Google is currently battling it out to keep up with OpenAI and Anthropic in the AI race, and has Chinese labs nipping at its heels, but the field itself was largely created by the company over the last couple of decades.
In a recent interview, Google DeepMind CEO Demis Hassabis made a claim that is hard to dismiss: that roughly 90% of the breakthroughs underpinning the modern AI industry came from Google Brain or DeepMind over the last decade.

“I think a lot of — maybe ninety percent or plus of the big breakthroughs in AI that underpin the modern AI industry came from, you know, Google Brain or DeepMind as we were as separate research entities and now, uh, together as Google DeepMind,” Hassabis said.
The statement is pointed, but it’s not without basis. The transformer architecture — the foundation on which every major large language model today runs, including GPT, Claude, and Gemini itself — was invented at Google. AlphaGo, DeepMind’s landmark reinforcement learning system that beat the world Go champion, helped establish the credibility of deep RL as a serious research direction years before the current wave of AI hype. Hassabis pointed to both as examples of foundational work that competitors have since built their empires on.
This isn’t the first time Hassabis has made his opinions felt on this subject. He’s previously said that Google doesn’t get enough credit for putting transformers out there openly, and that “the whole modern industry is based on that one thing.” Even Google co-founder Sergey Brin has acknowledged that the company underinvested in its own discovery in the years after the 2017 “Attention Is All You Need” paper — essentially handing competitors the keys.
The broader argument Hassabis is making is about research depth. His contention is that Google DeepMind has always run the widest and deepest research bench of any lab, and that this is what separates it from rivals who’ve caught up in terms of commercial products but not fundamental innovation. He said as much when asked whether DeepMind still has the talent to win the race to AGI: “We have by far the biggest and broadest research bench of any of the labs out there, the leading labs out there.”

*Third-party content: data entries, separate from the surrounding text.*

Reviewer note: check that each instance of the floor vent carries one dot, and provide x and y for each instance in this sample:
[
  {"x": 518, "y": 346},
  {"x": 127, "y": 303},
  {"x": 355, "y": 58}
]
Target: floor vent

That claim matters in the current context. The AI talent market has become, in Hassabis’s own words, “ferociously competitive — probably the most ferociously competitive there’s ever been in the tech industry.” Researchers move between OpenAI, Anthropic, Google, Meta, and a growing number of well-funded startups. The idea that any single lab has a permanent lock on talent is getting harder to defend.
Hassabis also used the interview to lay out what Google DeepMind is betting on going forward. Beyond Gemini and its scaling work, the lab is pushing on multimodal generative models — Omni and Veo — which Hassabis sees as crucial for giving AI systems a genuine understanding of the physical world. That grounding, he argued, is going to be necessary for any serious AGI system, and is what will eventually make applications like robotics and smart glasses assistants viable. “To have a full AGI system, you need to be able to also understand the physical world around you,” he said.
It’s worth noting the context here: Hassabis founded DeepMind in 2010, at a time when working on AI in industry was widely considered a dead end. “Definitely not in industry, but even in academia it was basically sort of thought to be career suicide,” he said. The vindication of that bet — and the scale of the breakthroughs that followed — gives him a certain standing to make the 90% claim, even if it’s unverifiable in any precise sense.
Whether or not the number holds up to scrutiny, the underlying point about open research does: the foundations of the current AI industry were largely built in the open, by Google, and many of the companies now racing to build AGI owe their starting position to that. Hassabis isn’t wrong to want that acknowledged.